RIFF ’16: Blinky Bill, the Movie

In Dorothy Wall’s children’s books, Blinky Bill became something akin to the Bambi of Australia. Polish-Australian animator and Holocaust survivor Yoram Gross could directly relate to the young koala who lost his father, which in turn helped him re-popularize the character in a string of films and a television series. However, a new reboot jettisons his tragic backstory, preferring to keep things happy and saccharine. Kids who dig koalas will still find him endearing but long-time fans and sophisticated animation audiences will judge Deane Taylor’s Blinky Bill, the Movie (trailer here) rather light weight when it screens at the 2016 Rhode Island International Film Festival.

The good news is Blinky’s dad (somewhat ironically referred to as Mr. Bill) is alive and well and maddeningly irresponsible. The bad news is the self-styled explorer up and got himself lost during his latest walkabout. Unfortunately, that leaves Wilberforce Cranklepot, the authoritarian Goanna a free hand to ride rough shot over formerly idyllic Greenpatch. Naturally, Blinky sets off half-cocked to rescue his father, but he only succeeds in liberating Nutsy, a zoo koala who does not want to be saved. Still, she might just develop a taste for the wild life during her misadventures with Blinky.

This Blinky is all very harmless. Koalas are always cute and Blinky still demonstrates plenty of virtue. Screenwriter Fin Edquist also shoehorns in some mild criticism of zoo captivity, but the feature does not have a fraction of the bite viewers feel from the Aardman short, Creature Comforts.

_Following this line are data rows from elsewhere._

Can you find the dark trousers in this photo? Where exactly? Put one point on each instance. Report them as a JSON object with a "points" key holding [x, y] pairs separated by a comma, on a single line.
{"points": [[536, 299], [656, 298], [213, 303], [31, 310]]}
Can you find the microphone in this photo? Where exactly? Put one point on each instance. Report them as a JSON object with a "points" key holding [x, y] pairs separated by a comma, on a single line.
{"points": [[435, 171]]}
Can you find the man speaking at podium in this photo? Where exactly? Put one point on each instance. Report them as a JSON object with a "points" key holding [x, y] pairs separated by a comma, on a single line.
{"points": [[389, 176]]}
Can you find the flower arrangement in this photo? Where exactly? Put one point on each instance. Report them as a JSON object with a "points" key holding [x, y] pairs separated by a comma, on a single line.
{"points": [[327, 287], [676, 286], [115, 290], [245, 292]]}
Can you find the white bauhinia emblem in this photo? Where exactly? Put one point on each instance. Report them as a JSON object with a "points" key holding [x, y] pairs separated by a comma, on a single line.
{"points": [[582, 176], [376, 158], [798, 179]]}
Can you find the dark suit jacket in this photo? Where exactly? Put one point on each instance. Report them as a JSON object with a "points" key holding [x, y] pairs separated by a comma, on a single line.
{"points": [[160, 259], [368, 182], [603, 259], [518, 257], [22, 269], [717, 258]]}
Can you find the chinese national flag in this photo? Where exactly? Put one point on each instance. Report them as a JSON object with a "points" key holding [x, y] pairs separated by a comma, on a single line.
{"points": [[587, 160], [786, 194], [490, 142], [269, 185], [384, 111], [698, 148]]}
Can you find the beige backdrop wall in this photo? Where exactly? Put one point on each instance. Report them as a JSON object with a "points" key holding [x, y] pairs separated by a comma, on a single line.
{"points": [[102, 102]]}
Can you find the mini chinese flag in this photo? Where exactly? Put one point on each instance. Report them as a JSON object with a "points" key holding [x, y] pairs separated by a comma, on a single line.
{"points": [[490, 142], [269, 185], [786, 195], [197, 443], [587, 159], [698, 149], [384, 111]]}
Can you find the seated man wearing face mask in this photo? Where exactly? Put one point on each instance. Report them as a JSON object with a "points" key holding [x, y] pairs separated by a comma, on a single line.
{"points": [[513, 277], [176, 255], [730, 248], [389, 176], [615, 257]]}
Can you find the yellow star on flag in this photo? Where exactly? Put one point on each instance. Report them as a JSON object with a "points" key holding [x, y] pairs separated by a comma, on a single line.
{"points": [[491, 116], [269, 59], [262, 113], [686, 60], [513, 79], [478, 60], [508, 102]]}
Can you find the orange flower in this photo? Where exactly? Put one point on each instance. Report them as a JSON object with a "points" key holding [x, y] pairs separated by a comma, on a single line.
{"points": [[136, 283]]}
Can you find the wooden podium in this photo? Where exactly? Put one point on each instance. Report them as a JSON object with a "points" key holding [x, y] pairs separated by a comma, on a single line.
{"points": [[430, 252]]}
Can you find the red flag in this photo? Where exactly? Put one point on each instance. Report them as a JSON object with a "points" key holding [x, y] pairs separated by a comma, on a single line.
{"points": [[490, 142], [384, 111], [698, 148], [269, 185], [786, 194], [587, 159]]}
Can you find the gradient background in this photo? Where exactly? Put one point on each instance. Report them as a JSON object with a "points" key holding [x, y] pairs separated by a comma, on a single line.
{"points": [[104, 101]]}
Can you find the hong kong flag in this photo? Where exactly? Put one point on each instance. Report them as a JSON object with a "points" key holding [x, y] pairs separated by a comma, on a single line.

The CG animation is professionally polished, but unremarkable. The real problem is the watering down and white-washing of Blinky Bill’s story. It is like a Bambi reboot, in which his mother becomes an absent-minded corporate workaholic. As in the case of Netflix’s The Little Prince, Taylor and Edquist clearly feel no need to keep faith with the spirit of their source material. That is bizarrely problematic, considering the iconic stature of both Yoram Gross and Blinky Bill in Australia.

On the other hand, there is no reason uncritical little ones won’t enjoy the new incarnation of Blinky Bill. There are no didactic excursions into class warfare, just nice and safe animal hijinks. Not a priority for animation connoisseurs, Blinky Bill, the Movie is what it is when it screens Thursday morning (8/11) during this year’s RIFF.